What Western governments and experts should do, instead of continuing their
futile and ridiculous attempts to «pull Russia into the West» (Michael
McFaul), threatening Russia with «negative consequences», and frightening
themselves and their communities with horror stories that if Russia does
not continue "reforms" "following strategies developed in Western
capitals», then "it most likely will have become a dictatorship and a
threat to Europe" (McFaul again), is to agree with Charles H. Fairbanks,
Jr. (of Johns Hopkins University's School of Advanced International
Studies) that the failure of American "reform strategy" "has probably
destroyed Russians' trust in the West for generations to come" and follow
his advice: "Those of us who care about the advance of democracy in the
world should make it our foremost intellectual and practical task to find
out why our reform strategy went wrong in so much of the former Soviet
bloc".

Back in 2001, I wrote in Nezavisimaya gazeta that "U.S. aid to Russian
'reformers' should be stopped by the U.S. Administration before it's
interrupted by the Russian Government" (NG-Dipkurier, 22.03.2001).
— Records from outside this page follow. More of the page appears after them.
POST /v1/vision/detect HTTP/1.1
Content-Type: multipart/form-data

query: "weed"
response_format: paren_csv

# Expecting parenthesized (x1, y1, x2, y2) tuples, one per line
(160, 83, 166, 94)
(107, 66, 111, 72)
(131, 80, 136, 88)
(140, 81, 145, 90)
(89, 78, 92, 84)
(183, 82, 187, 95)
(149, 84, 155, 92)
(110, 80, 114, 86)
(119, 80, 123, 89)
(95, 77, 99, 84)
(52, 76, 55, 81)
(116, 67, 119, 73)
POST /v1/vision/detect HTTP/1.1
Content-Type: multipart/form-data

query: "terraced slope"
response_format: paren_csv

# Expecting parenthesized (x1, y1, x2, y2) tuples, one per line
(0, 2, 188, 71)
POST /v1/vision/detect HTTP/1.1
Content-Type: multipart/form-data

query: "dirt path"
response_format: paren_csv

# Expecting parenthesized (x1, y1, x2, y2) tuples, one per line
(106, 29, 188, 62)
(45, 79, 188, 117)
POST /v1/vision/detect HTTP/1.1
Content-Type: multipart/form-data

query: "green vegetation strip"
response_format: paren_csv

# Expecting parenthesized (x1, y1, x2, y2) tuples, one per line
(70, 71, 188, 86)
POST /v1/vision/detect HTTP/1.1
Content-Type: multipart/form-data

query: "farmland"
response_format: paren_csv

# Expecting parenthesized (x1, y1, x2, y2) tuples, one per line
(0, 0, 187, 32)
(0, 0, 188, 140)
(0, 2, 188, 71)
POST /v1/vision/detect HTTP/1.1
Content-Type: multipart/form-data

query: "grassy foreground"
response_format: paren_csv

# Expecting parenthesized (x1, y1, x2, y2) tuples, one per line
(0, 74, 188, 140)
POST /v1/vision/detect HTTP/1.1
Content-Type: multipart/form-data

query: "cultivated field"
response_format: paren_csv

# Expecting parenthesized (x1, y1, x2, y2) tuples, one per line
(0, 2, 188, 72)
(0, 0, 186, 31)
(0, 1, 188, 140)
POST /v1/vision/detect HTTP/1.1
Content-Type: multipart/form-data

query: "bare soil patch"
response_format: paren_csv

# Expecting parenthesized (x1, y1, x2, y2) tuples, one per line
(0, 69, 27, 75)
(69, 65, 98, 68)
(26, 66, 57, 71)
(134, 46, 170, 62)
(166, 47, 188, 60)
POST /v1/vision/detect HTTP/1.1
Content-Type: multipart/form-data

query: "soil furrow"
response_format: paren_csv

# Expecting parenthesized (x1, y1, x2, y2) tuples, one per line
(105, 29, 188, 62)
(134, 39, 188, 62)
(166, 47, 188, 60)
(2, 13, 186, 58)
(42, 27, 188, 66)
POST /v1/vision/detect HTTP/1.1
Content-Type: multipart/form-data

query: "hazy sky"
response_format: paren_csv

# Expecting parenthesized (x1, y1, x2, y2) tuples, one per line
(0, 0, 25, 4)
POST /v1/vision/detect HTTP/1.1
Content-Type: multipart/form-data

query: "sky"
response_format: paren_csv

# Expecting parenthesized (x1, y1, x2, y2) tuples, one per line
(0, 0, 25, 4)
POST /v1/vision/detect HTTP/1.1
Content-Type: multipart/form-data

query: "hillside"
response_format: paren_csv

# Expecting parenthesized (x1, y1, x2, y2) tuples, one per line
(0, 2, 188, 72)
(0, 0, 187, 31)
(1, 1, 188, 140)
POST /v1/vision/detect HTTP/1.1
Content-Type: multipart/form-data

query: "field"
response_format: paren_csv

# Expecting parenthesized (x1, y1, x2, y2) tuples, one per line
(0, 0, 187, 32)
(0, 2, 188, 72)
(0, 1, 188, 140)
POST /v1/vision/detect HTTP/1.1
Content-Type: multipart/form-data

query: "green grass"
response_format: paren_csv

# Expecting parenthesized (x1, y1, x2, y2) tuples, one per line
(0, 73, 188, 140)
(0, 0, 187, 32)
Adoption
in 2002 by the U.S. Congress of the notorious Russian Democracy Act
(pledging an additional 50 million dollars a year to pro-American
"political parties and coalitions" in Russia, "democratic activists",
"democratic forces", "reform-minded politicians", and the like) became just
another confirmation of the unwillingness of U.S. authorities to stop
America's interference into Russian domestic affairs. The Russian
Government finally decided to react. It should have done so long before.